School of Information Engineering, Chang'an University, Xi'an 710064, China.
Sensors (Basel). 2023 Apr 6;23(7):3772. doi: 10.3390/s23073772.
To solve the problem of low accuracy of pavement crack detection caused by natural environment interference, this paper designed a lightweight detection framework named PCDETR (Pavement Crack DEtection TRansformer) network, based on the fusion of the convolution features with the sequence features and proposed an efficient pavement crack detection method. Firstly, the scalable Swin-Transformer network and the residual network are used as two parallel channels of the backbone network to extract the long-sequence global features and the underlying visual local features of the pavement cracks, respectively, which are concatenated and fused to enrich the extracted feature information. Then, the encoder and decoder of the transformer detection framework are optimized; the location and category information of the pavement cracks can be obtained directly using the set prediction, which provided a low-code method to reduce the implementation complexity. The research result shows that the highest AP (Average Precision) of this method reaches 45.8% on the COCO dataset, which is significantly higher than that of DETR and its variants model Conditional DETR where the AP values are 36.9% and 42.8%, respectively. On the self-collected pavement crack dataset, the AP of the proposed method reaches 45.6%, which is 3.8% higher than that of Mask R-CNN (Region-based Convolution Neural Network) and 8.8% higher than that of Faster R-CNN. Therefore, this method is an efficient pavement crack detection algorithm.

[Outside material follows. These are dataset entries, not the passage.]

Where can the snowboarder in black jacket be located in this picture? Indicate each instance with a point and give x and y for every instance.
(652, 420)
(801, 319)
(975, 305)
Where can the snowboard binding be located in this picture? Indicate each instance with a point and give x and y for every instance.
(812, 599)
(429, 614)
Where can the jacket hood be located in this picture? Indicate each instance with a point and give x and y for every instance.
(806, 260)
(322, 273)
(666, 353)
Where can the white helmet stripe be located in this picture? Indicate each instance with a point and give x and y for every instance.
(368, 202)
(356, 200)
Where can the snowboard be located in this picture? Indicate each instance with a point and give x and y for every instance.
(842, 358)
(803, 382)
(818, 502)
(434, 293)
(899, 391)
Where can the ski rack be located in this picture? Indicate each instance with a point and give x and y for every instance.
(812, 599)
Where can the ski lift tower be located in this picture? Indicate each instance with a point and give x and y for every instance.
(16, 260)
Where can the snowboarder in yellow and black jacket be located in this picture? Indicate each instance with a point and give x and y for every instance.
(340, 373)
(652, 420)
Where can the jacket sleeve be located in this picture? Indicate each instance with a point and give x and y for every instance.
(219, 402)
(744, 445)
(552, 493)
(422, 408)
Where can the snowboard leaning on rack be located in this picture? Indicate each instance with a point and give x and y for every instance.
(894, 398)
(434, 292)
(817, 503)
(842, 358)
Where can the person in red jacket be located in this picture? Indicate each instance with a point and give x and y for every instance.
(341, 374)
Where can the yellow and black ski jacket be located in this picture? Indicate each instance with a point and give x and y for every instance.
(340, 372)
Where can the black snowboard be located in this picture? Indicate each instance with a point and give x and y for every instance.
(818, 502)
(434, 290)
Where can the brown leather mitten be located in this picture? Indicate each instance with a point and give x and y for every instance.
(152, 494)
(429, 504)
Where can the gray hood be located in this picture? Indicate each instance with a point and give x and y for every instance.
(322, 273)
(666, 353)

为了解决自然环境干扰导致的路面裂缝检测精度低的问题,本文设计了一个轻量级的检测框架,名为 PCDETR(路面裂缝检测转换器)网络,该网络基于融合卷积特征与序列特征,并提出了一种有效的路面裂缝检测方法。首先,可扩展的 Swin-Transformer 网络和残差网络被用作骨干网络的两个并行通道,分别提取路面裂缝的长序列全局特征和底层视觉局部特征,然后将它们进行拼接和融合,以丰富提取的特征信息。然后,对转换器检测框架的编码器和解码器进行了优化;通过设置预测,可以直接获得路面裂缝的位置和类别信息,提供了一种降低实现复杂度的低代码方法。研究结果表明,该方法在 COCO 数据集上的最高 AP(平均精度)达到 45.8%,明显高于 DETR 及其变体模型 Conditional DETR 的 36.9%和 42.8%。在自建的路面裂缝数据集上,该方法的 AP 达到 45.6%,比 Mask R-CNN(基于区域的卷积神经网络)高 3.8%,比 Faster R-CNN 高 8.8%。因此,该方法是一种有效的路面裂缝检测算法。